经过转写后,对话历史将被格式化为大语言模型的上下文,以生成相关响应:

            if transcript:
                with st.spinner(":material/smart_toy: Generating response..."):
                    conversation_context = "You are a friendly voice assistant. Keep responses short and conversational.\n\nConversation history:\n"
                    
                    history_messages = [msg for msg in st.session_state.voice_messages[:-1] 
                                       if not (msg["role"] == "assistant" and "Click the microphone" in msg["content"])]
                    
                    for msg in history_messages:
                        role = "User" if msg["role"] == "user" else "Assistant"
                        conversation_context += f"{role}: {msg['content']}\n"
                    
                    conversation_context += f"\nUser: {transcript}\n\nAssistant:"
                    
                    response = call_llm(conversation_context)
                    
                    st.session_state.voice_messages.append({
                        "role": "assistant",
                        "content": response
                    })
                
                try:
                    session.sql(f"REMOVE {stage_name}/{safe_file_name}").collect()
                except:
                    pass
                
                st.rerun()
else:
    st.session_state.processed_audio_id = None

对话历史以对话形式呈现,为上下文提供语境支撑。大语言模型(LLM)负责生成符合对话场景的回复内容。REMOVE命令用于清理临时音频文件。st.rerun()方法可刷新界面,确保新消息能够及时显示。最后,在 else 分支中,当检测不到音频输入时,系统会将processed_audio_id重置为None,从而确保后续录音文件能够被正常处理。

完整应用

将这些代码整合在一起,我们就得到了一个完整的语音助手应用:

import streamlit as st
import json
from snowflake.snowpark.functions import ai_complete
import io
import time
import hashlib

try:
    from snowflake.snowpark.context import get_active_session
    session = get_active_session()
except:
    from snowflake.snowpark import Session
    session = Session.builder.configs(st.secrets["connections"]["snowflake"]).create()
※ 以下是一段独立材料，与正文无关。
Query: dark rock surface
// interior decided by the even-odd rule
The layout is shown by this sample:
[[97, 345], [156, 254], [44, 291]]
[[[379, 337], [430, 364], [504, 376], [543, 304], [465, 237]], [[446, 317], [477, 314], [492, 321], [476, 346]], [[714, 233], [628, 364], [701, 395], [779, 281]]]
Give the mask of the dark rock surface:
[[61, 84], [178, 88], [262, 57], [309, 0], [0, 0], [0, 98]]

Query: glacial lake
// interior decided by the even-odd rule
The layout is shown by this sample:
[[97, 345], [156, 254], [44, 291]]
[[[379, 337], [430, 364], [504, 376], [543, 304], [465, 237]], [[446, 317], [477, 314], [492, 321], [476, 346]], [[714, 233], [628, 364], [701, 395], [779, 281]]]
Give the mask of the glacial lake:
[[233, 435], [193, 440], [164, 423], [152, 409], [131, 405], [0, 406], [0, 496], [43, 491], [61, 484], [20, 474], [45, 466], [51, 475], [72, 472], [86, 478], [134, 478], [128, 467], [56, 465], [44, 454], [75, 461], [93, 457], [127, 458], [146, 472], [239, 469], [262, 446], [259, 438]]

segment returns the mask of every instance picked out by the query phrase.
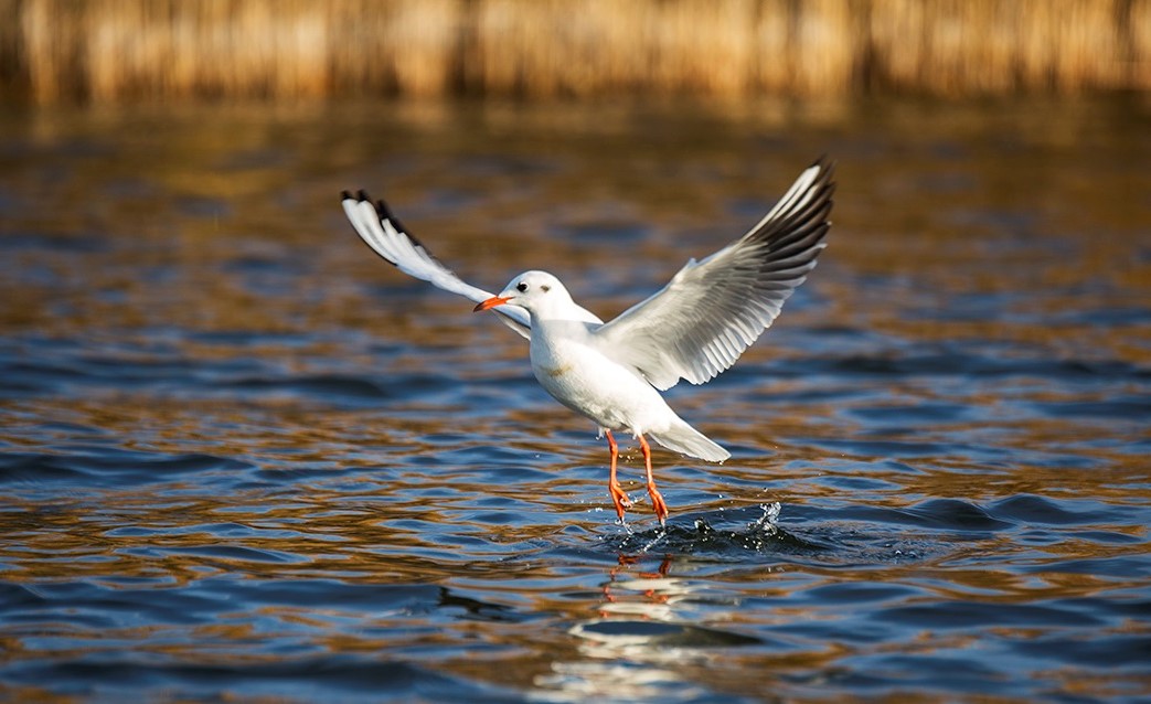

def call_llm(prompt_text: str) -> str:
    """Call Snowflake Cortex LLM."""
    df = session.range(1).select(
        ai_complete(model="claude-3-5-sonnet", prompt=prompt_text).alias("response")
    )
    response_raw = df.collect()[0][0]
    response_json = json.loads(response_raw)
    if isinstance(response_json, dict):
        return response_json.get("choices", [{}])[0].get("messages", "")
    return str(response_json)

if "voice_messages" not in st.session_state:
    st.session_state.voice_messages = []

if len(st.session_state.voice_messages) == 0:
    st.session_state.voice_messages = [
        {
            "role": "assistant",
            "content": "Hello! :material/waving_hand: I'm your voice-enabled AI assistant. Click the microphone button to record a message, and I'll respond to you!"
        }
    ]

if "voice_database" not in st.session_state:
    st.session_state.voice_database = "RAG_DB"
    st.session_state.voice_schema = "RAG_SCHEMA"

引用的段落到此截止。